After a shaky start, dogged with image quality reservations and doubts over resistance to fading, inkjet printing technology is now the leading photo printing technology except for high-volume photo print production. Inkjet has become the favoured printing process for archival and large-format photo printing and its versatility has enabled inkjet to dominate the home and small office market, with printers able to produce good-quality photos as well as business and graphic documents printed onto a wide variety of media.
The best inkjet printers, combined with great leaps in the technology of inkjet printer inks, means that inkjet printers are now routinely used for high-quality fine art archival printing, both of photographs and photographed works of art, such as paintings and sketches. At the other end of the market, inkjet printers are competing hard with dye-sub technology offering convenience and immediacy in the form of portable mini-printers designed to produce 6x4 inch type photo prints.
Inkjet's versatility is unparalleled.
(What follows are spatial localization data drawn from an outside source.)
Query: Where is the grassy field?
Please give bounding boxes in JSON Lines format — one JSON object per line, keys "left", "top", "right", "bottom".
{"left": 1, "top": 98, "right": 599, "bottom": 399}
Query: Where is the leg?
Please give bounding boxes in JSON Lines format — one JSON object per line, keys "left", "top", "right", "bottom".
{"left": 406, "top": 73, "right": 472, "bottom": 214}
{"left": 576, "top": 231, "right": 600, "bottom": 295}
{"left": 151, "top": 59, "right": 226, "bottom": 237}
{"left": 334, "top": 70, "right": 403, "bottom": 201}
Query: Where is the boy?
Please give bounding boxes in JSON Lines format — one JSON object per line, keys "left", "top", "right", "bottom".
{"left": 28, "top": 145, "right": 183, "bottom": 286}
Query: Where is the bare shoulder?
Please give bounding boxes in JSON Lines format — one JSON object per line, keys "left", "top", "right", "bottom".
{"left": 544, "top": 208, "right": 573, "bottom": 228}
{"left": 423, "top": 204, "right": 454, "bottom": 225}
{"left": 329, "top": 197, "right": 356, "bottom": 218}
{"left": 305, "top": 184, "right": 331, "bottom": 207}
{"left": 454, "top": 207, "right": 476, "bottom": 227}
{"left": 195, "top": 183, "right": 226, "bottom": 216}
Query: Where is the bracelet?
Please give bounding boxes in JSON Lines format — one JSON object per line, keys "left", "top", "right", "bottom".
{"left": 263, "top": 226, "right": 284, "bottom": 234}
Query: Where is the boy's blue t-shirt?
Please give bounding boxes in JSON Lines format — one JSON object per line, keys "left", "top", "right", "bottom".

The same printer that produced a blow-up print of your latest photographic masterpiece on a variety of gloss, matt, semi-matt/gloss photo papers, can also print diagrams and charts on plain paper and card - as well as those letters to your bank manager. Inkjet technology is even used in the food industry, from labelling of foodstuffs, to printing photographic images onto cakes using food dyes instead of ink.
Print fade resistance has been improved markedly during recent years, though the subject of cheap third-party inks, which I'll deal with separately, can mean that users' experiences may not be as good as they should be.
But what lies at the core of the popularity of inkjet for photo printing is its ability to produce excellent photo-quality results, quickly and conveniently. The cost of inkjet printers has dropped in recent years, especially ‘All in One' or ‘Multifunctional' devices that combine a flatbed scanner with a printer. In fact, more multifunctional units are sold now than single-function printers.
Dye-based inks are absorbed into the paper's surface.
Pigment-based ink drops sit on the paper's surface.